Regiment: 2nd/4th Battalion, The Queen’s (Royal West Surrey Regiment)
Service No: G/22309, TF/203108
Date & place of birth: 2nd qtr. 1898 in Shoreham, nr. Sevenoaks, Kent
Date & place of death: 29 July 1918 (aged 20) in northern France
Harry Carpenter and his family had moved from Kent to Sussex before settling in Bepton during the war. He saw service in Gallipoli, Egypt and the western front.
Harry Carpenter was born in 1898 in Shoreham, Kent, the fourth child and third son of William Carpenter (1860–1935) and his wife Hannah née Ash (1864–1933). William had been born in Claverley, near Bridgnorth in Shropshire. By 1891, he was living at Blankney in Lincolnshire where he was employed as under-gamekeeper for Blankney Hall, occupied by Ernest Chaplin, a merchant and banker.
In 1891, William married Hannah who was born in Staffordshire and their first three children were born at Blankney between 1892 and 1896. The family then moved to Kent where Harry was born at Shoreham, near Sevenoaks in the spring of 1898. At the time of the 1901 census, William was a gamekeeper at nearby Brasted, working for Frank Williams, a shipping contractor.

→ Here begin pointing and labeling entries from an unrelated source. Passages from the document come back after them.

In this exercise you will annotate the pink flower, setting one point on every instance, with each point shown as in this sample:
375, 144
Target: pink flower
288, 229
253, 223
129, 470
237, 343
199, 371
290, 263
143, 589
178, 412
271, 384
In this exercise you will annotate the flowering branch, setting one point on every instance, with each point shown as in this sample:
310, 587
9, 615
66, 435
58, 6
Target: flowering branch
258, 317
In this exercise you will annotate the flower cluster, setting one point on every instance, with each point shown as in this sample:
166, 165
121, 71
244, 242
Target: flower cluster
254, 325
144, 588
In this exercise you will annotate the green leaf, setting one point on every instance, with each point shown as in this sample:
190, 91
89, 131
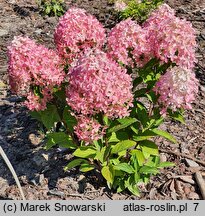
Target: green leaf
118, 136
36, 115
149, 147
178, 115
74, 163
123, 145
164, 134
134, 190
166, 164
124, 167
100, 154
142, 114
69, 119
148, 170
108, 173
140, 92
123, 124
61, 139
144, 136
137, 81
139, 156
85, 152
131, 186
105, 120
86, 167
50, 116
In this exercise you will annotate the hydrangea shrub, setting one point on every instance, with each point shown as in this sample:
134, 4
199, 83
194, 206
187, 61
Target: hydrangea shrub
109, 93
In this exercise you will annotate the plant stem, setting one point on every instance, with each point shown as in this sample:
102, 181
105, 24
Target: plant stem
8, 163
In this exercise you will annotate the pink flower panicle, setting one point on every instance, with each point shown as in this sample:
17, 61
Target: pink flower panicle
120, 5
77, 31
128, 36
98, 84
171, 38
177, 88
88, 129
33, 65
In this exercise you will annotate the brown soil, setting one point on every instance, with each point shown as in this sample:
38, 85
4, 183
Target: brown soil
41, 172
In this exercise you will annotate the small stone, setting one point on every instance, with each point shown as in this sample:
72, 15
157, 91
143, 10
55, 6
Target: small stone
191, 163
35, 140
187, 190
193, 196
56, 193
39, 161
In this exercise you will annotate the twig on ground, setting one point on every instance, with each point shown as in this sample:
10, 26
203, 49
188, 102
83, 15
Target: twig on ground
183, 155
196, 20
201, 183
5, 158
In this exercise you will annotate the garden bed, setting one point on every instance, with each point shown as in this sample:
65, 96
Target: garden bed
41, 172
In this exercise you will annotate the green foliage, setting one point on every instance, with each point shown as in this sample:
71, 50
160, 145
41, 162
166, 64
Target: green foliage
139, 11
52, 7
126, 155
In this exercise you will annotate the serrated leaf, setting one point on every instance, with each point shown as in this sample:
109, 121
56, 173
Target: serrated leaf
118, 136
108, 173
86, 167
131, 186
134, 190
140, 92
100, 154
69, 119
123, 124
74, 163
124, 167
149, 147
139, 156
178, 116
50, 116
36, 115
123, 145
142, 114
61, 139
85, 152
148, 170
144, 136
164, 134
166, 164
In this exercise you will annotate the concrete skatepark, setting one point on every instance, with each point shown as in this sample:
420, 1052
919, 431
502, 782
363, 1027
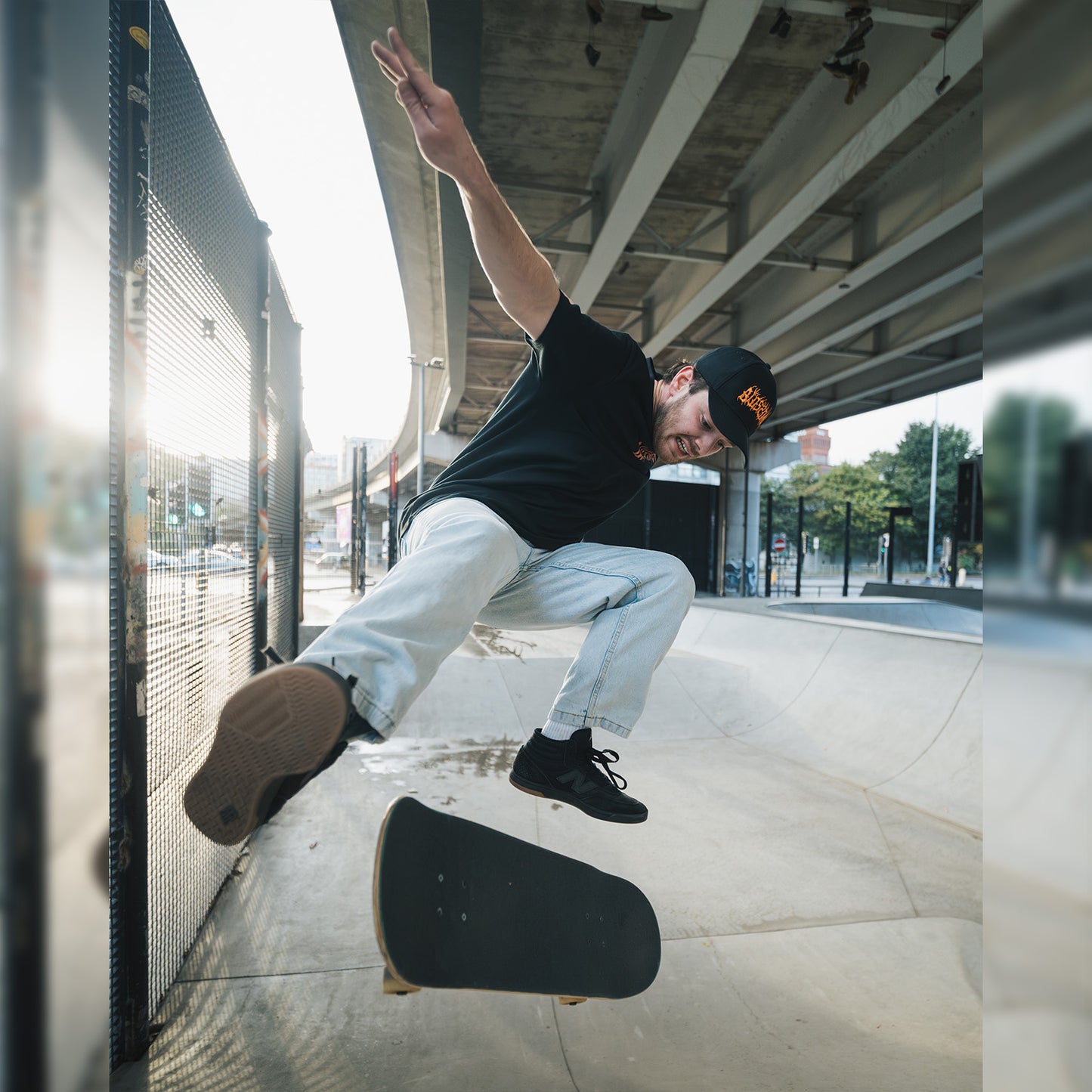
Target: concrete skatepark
812, 854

The couple had three more daughters; Emily born at Brasted in 1900, Nellie born at Eartham, near Chichester in 1904 and Jessie born at Warnford in Hampshire in 1907. At the time of the 1911 census, the couple and their five youngest children were living at Poling, south-east of Arundel, where William was still employed as a gamekeeper. The oldest son, Albert was serving with The Royal Engineers based at Bordon.
At the time he enlisted, Harry gave his address as Holmwood, near Dorking in Surrey. At the time of his death, his parents were living at New Farm, Cocking.

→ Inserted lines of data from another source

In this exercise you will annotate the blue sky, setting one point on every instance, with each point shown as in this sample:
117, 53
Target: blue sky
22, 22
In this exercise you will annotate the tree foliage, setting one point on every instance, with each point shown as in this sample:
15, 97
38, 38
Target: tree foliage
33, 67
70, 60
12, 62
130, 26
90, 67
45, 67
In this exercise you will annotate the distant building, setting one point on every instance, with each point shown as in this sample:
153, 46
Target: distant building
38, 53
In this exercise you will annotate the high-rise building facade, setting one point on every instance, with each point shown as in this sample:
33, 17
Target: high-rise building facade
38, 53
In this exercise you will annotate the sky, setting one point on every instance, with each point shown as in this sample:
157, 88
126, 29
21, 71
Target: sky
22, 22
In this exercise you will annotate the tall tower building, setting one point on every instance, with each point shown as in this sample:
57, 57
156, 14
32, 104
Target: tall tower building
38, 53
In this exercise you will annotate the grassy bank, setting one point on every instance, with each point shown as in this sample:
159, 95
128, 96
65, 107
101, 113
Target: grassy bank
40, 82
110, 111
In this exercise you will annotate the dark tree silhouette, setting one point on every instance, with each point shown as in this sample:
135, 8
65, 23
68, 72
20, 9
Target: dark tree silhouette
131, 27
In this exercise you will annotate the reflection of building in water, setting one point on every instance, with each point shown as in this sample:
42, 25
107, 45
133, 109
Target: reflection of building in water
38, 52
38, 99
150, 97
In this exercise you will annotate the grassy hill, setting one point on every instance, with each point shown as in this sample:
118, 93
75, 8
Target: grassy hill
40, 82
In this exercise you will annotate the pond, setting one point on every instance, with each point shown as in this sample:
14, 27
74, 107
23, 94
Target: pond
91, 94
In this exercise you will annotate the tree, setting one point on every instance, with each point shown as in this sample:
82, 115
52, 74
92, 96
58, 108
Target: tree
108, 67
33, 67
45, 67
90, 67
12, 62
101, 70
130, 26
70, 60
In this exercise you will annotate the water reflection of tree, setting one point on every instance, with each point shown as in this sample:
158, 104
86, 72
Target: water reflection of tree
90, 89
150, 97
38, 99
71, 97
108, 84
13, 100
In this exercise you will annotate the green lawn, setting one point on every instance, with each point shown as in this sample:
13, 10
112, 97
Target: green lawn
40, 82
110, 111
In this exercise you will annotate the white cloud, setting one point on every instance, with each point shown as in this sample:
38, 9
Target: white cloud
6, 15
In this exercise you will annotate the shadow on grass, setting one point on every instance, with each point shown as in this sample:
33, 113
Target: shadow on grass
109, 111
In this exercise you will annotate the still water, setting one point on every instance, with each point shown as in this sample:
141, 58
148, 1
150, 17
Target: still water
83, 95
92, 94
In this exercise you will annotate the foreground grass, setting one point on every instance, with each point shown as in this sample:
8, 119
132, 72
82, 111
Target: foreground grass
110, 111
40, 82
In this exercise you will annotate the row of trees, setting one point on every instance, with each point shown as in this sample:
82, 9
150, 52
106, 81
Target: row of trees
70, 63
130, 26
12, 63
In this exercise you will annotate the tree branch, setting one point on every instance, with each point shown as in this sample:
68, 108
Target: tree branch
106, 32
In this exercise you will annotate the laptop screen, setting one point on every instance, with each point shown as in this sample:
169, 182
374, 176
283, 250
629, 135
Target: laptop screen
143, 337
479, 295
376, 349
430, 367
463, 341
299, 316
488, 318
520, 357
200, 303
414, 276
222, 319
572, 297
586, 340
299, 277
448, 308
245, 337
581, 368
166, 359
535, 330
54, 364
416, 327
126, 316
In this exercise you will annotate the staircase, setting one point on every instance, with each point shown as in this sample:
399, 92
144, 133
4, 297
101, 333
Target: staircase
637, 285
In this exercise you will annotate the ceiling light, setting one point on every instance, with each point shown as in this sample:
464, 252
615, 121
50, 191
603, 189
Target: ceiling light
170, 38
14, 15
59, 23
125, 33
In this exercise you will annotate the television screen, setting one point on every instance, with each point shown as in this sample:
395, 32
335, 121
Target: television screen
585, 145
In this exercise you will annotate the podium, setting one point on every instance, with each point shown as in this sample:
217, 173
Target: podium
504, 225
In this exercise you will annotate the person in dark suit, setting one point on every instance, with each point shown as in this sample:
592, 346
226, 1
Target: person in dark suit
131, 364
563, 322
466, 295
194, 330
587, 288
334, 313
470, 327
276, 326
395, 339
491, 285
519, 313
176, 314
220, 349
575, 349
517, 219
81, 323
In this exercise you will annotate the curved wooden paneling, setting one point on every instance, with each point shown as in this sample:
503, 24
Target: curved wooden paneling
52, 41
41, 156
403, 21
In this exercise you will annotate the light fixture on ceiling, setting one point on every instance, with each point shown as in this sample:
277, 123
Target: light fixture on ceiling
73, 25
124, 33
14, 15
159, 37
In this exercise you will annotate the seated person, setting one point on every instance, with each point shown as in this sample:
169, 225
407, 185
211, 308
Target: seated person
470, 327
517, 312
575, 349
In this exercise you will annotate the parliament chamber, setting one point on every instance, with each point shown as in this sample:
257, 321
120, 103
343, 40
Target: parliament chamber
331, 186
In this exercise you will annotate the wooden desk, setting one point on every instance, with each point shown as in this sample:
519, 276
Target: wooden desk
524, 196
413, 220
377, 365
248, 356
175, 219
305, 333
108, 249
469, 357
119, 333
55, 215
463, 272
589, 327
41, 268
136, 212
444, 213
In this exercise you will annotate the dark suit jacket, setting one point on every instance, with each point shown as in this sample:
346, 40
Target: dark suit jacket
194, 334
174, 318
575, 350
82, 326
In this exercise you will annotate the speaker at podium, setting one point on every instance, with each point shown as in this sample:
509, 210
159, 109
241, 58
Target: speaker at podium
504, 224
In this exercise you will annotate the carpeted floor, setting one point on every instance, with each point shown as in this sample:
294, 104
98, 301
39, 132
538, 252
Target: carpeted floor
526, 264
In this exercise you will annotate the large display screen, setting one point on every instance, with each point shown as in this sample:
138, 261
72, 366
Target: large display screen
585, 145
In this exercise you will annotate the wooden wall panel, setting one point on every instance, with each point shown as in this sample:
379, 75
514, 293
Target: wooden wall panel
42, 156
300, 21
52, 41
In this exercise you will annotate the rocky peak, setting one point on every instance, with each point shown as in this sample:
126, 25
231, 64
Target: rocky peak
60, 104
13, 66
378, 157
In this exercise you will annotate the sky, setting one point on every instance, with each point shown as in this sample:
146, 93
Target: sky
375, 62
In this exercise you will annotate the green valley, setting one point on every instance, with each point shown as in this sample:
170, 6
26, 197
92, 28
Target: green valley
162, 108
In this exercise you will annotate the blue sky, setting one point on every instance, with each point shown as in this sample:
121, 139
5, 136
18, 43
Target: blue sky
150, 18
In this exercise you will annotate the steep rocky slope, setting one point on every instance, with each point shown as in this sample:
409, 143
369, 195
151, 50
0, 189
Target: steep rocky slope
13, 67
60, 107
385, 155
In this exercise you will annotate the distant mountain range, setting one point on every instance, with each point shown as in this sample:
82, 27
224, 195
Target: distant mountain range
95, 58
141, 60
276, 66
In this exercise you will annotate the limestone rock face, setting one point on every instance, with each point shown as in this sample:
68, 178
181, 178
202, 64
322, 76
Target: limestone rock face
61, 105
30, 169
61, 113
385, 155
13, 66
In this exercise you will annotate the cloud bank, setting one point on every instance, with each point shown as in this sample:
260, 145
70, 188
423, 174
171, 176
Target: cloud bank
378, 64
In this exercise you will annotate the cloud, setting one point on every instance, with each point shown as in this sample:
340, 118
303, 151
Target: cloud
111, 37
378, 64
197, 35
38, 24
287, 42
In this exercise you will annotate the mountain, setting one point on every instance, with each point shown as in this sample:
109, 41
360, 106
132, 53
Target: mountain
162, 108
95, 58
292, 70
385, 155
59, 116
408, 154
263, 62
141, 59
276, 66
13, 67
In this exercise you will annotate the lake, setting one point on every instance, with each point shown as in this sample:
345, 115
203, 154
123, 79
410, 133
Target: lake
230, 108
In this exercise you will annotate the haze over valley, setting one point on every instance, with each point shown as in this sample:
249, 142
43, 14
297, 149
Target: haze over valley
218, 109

The records show that Harry enlisted into the 2nd/4th Battalion of The Queen’s (Royal West Surrey Regiment) at Guildford although his service records are missing.
The battalion was formed at Croydon in August 1914 as a territorial Force. After training, they sailed from Devonport in July 1915 and landed at Suvla Bay, Gallipoli, after a three week journey. The battalion suffered heavy losses in the fighting in the Suvla Bay area and was reduced to about 15% of its full strength.
In December 1915, they moved to Egypt, where they saw action in the Battle of Romani in the Palestine campaign and in the battles of Gaza against the Turks in 1917, as well as the capture of Jerusalem. Their final action was at the Battle of Tell ‘Asur in March 1918.
In June 1918, the battalion moved to Belgium via Taranto in Italy to join the 34th Division; they were soon back in action at the Battle of Soissons in July.
Death & commemoration
Harry Carpenter was injured at some time shortly after the return to the western front. He died on 29 July 1918 and is buried in Rouen, over 100 miles from the front.
Subsequent family history
Harry’s parents, William and Hannah continued to live in Bepton where they died in the mid-1930s. They are buried in Bepton churchyard, a few yards from the war memorial.